Divisions of the Biden Department of Human Services and Health went all in on transgender kids’ rights on March 31, which is now known as the “Transgender Day of Visibility.” Numerous publications promoted “gender-affirming” care, which included access to hormones and puberty blockers for all children with gender dysphoria. They also cited the fact that these drugs can reverse any changes. On a case-by–case basis, the memos recommended minors undergo genital mutilation surgery. They did admit that they are irreversible. The enforcement arm of these proclamations has been declared by the Biden Department for Justice (DOJ).
A memo was issued the same day by Assistant Attorney General Kristen Clarke to state attorneys general.
The U.S. Department of Justice (the Department), is committed to ensuring transgender youth are treated with dignity and fairness in accordance with federal law. This includes making sure that transgender youth are not discriminated against based on gender identity.
How will the DOJ intervene? Invoking federal antidiscrimination laws. The federal civil rights legislation that was passed in the 1960s did not consider sexual preference or gender identity. Executive Order 13988, which President Biden signed on his first day of office, saw a memo from DOJ directing the Supreme Court’s Bostock v. Clayton County decision to Title IX of 1972’s Education Amendments. Although it is unclear whether the DOJ has the ability to extend legislation passed by Congress in this manner through regulation, that doesn’t mean they won’t try.

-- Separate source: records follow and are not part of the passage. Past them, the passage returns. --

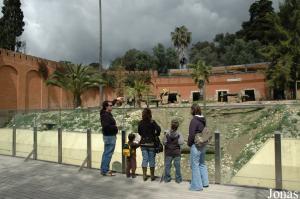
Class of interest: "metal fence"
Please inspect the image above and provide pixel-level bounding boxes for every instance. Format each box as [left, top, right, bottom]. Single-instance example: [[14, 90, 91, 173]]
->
[[0, 105, 300, 190]]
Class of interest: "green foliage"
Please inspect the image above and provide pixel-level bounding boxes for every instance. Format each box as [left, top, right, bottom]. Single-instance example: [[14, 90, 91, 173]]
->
[[119, 49, 155, 71], [0, 0, 25, 51], [171, 26, 192, 65], [102, 71, 117, 88], [190, 33, 265, 66], [46, 62, 104, 107], [153, 43, 178, 74], [221, 39, 264, 65], [190, 60, 212, 87], [238, 0, 281, 45], [190, 41, 221, 66], [125, 73, 151, 87], [126, 80, 150, 107]]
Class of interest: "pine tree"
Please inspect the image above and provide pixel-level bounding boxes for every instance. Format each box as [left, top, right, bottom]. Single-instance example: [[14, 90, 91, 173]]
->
[[0, 0, 25, 51]]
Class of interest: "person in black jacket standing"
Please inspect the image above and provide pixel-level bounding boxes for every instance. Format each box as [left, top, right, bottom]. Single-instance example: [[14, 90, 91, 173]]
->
[[187, 104, 209, 191], [100, 101, 118, 176], [138, 108, 161, 181]]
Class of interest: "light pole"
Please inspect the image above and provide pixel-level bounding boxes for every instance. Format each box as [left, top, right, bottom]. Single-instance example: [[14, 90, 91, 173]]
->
[[99, 0, 103, 107]]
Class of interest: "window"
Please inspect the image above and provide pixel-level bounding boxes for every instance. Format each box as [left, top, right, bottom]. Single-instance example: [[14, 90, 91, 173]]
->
[[192, 91, 203, 102], [245, 90, 255, 101], [218, 91, 228, 102]]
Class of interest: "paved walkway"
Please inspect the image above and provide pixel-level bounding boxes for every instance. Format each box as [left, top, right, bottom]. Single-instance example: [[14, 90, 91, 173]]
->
[[0, 155, 268, 199]]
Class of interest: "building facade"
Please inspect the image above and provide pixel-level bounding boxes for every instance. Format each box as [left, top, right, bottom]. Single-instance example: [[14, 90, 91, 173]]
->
[[0, 49, 268, 110]]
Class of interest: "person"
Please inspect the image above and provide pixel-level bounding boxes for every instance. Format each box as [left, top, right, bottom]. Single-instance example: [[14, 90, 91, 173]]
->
[[126, 133, 139, 178], [163, 119, 184, 183], [100, 101, 118, 176], [138, 108, 161, 181], [187, 104, 209, 191]]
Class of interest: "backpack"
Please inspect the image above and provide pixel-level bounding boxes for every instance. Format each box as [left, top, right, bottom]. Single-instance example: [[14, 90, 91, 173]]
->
[[194, 127, 212, 149], [123, 143, 130, 158]]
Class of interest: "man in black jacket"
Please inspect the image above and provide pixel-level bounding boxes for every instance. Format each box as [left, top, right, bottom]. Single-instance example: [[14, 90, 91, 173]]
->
[[100, 101, 118, 176]]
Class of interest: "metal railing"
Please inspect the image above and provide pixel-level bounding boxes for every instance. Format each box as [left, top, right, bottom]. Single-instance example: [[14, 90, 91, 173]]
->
[[0, 105, 300, 189]]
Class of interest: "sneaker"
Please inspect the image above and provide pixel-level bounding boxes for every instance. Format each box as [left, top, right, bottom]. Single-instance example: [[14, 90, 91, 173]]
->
[[101, 171, 116, 176]]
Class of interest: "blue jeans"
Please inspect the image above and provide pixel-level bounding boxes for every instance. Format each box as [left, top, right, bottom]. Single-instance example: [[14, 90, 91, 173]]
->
[[142, 147, 156, 167], [100, 136, 117, 174], [164, 156, 182, 183], [190, 144, 209, 191]]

The DOJ’s belief that a majority decision of SCOTUS regarding sex discrimination at work extends to the ongoing debate about providing gender transition care for minors is absurd. Justice Neil Gorsuch, in the majority opinion, noted the narrowness of the decision, writing: “They say that sex-segregated bathroom, locker room, and dress code will prove unsustainable following our decision today, but none of these other laws have been before us; we haven’t had the benefit of adversarial test about the meanings of their terms and we don’t prejudge any such question now.”
Clarke will pursue any state that contemplates a law or policy against life-altering medication and minor surgery, despite the majority opinion.

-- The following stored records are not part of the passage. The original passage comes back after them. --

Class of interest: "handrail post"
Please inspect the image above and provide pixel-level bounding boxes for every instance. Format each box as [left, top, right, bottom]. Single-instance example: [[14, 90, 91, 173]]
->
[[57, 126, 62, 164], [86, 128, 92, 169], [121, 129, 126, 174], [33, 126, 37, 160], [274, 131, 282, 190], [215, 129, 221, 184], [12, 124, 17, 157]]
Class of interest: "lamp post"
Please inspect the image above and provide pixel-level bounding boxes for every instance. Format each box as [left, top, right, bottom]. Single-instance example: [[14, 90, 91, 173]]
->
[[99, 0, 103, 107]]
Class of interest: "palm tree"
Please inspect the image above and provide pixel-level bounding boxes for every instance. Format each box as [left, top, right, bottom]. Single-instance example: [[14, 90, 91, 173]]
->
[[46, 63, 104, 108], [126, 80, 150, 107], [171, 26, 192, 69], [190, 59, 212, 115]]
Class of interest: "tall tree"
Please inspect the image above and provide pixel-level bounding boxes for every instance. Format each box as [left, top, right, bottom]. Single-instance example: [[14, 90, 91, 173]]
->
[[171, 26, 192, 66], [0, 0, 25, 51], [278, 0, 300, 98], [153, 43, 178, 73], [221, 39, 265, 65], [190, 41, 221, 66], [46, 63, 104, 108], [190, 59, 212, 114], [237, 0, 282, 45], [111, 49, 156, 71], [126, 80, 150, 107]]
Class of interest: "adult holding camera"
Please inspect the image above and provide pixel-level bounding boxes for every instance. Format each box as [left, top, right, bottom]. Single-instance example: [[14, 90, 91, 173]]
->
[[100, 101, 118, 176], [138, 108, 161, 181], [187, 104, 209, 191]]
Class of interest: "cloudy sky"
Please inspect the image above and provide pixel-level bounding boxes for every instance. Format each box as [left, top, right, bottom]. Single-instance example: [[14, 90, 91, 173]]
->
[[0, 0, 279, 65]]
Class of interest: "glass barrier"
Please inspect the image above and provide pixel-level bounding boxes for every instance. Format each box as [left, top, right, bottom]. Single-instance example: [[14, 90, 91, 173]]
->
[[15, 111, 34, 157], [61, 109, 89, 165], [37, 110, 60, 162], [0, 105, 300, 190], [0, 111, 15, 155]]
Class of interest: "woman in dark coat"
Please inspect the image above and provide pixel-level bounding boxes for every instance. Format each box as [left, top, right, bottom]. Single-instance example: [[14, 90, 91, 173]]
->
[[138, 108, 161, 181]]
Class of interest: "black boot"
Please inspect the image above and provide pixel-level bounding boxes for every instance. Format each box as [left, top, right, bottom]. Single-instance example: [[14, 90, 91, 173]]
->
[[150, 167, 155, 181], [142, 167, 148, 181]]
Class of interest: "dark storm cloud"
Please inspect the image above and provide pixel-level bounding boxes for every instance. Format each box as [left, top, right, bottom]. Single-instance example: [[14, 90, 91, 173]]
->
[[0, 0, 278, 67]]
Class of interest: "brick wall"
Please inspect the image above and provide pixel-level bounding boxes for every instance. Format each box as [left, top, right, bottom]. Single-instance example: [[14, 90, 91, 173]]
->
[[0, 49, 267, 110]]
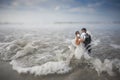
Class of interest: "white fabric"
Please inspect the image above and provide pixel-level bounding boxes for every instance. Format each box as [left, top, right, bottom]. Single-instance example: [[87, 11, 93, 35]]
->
[[80, 32, 86, 40]]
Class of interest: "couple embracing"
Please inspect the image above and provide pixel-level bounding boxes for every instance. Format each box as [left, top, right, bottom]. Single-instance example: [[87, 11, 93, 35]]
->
[[75, 28, 91, 53]]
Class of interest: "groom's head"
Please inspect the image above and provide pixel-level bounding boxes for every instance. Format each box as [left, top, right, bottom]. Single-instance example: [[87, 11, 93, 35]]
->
[[81, 28, 87, 33]]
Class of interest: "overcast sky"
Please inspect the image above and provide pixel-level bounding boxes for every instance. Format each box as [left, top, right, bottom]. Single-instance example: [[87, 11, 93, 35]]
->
[[0, 0, 120, 23]]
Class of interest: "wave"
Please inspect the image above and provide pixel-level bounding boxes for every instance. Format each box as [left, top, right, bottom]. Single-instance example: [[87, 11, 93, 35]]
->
[[0, 36, 120, 76]]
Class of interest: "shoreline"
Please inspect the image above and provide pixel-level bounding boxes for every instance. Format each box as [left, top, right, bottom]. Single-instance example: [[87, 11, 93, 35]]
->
[[0, 60, 120, 80]]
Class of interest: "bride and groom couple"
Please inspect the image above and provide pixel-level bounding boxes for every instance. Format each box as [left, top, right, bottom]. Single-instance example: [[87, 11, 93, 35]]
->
[[74, 28, 91, 54], [71, 28, 91, 59]]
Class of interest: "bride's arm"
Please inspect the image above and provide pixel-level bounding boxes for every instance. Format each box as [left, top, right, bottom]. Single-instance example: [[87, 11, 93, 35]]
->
[[75, 38, 81, 45]]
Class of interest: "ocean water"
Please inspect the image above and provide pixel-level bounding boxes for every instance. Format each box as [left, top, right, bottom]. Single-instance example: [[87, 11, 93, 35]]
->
[[0, 24, 120, 76]]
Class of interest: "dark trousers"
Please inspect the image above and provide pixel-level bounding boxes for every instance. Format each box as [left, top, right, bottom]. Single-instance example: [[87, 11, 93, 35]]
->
[[85, 44, 92, 54]]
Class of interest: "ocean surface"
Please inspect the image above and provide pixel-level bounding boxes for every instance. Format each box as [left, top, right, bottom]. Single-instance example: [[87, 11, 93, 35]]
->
[[0, 24, 120, 80]]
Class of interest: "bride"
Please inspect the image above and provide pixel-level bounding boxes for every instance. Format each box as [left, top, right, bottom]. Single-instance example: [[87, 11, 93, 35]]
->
[[72, 31, 85, 59]]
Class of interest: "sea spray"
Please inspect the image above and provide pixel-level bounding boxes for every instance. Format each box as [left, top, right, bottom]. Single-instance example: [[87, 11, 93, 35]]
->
[[0, 35, 120, 76]]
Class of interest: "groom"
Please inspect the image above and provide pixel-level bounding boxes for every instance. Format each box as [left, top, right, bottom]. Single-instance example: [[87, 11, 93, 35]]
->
[[80, 28, 91, 53]]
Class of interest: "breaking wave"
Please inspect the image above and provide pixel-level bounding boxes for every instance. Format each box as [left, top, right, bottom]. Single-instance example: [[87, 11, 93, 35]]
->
[[0, 31, 120, 76]]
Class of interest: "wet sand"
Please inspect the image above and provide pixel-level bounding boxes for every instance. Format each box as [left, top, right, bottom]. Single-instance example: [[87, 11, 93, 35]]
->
[[0, 61, 120, 80]]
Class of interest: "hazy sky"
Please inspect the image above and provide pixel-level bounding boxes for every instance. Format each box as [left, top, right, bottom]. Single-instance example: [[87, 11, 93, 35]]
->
[[0, 0, 120, 23]]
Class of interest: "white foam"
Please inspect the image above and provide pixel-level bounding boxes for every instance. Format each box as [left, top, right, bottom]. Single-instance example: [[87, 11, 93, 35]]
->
[[10, 60, 71, 75], [110, 44, 120, 49], [0, 35, 120, 76]]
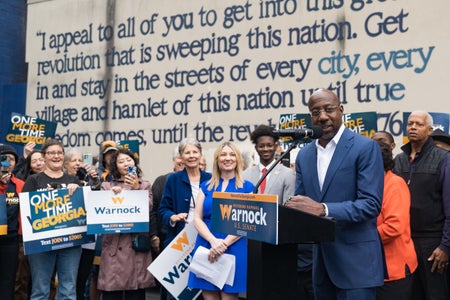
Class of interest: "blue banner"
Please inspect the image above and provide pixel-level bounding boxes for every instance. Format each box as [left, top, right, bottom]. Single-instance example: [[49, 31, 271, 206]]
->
[[211, 192, 278, 244]]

Parents and guardians may not be able to follow the advice of a healthcare professional about what is medically necessary or appropriate for their transgender child. This could violate the Equal Protection or Due Process Clauses of Section Fourteenth Amendment. The Equal Protection Clause requires that laws that discriminate based on sex must be inspected closely and prohibited from being used unless there is a compelling reason. A government cannot discriminate against someone because they are transgender, “without discriminating against that person based on sexual orientation.” Therefore, state laws and policies that discriminate against transgender persons must be “substantially related” to a sufficient important governmental interest.
It may be in the best interest of the state government not to create millions upon millions of infertile individuals who will then need services to transsexualize, as many transgender youths do. These states may also be looking at other countries’ actions as they grapple with this issue. Author Abigail Shrier pointed out that the Biden DOJ has adopted a radical position regarding transgender minors, while European countries like France, Sweden, Finland, and the U.K. are refusing medical intervention for transgender children.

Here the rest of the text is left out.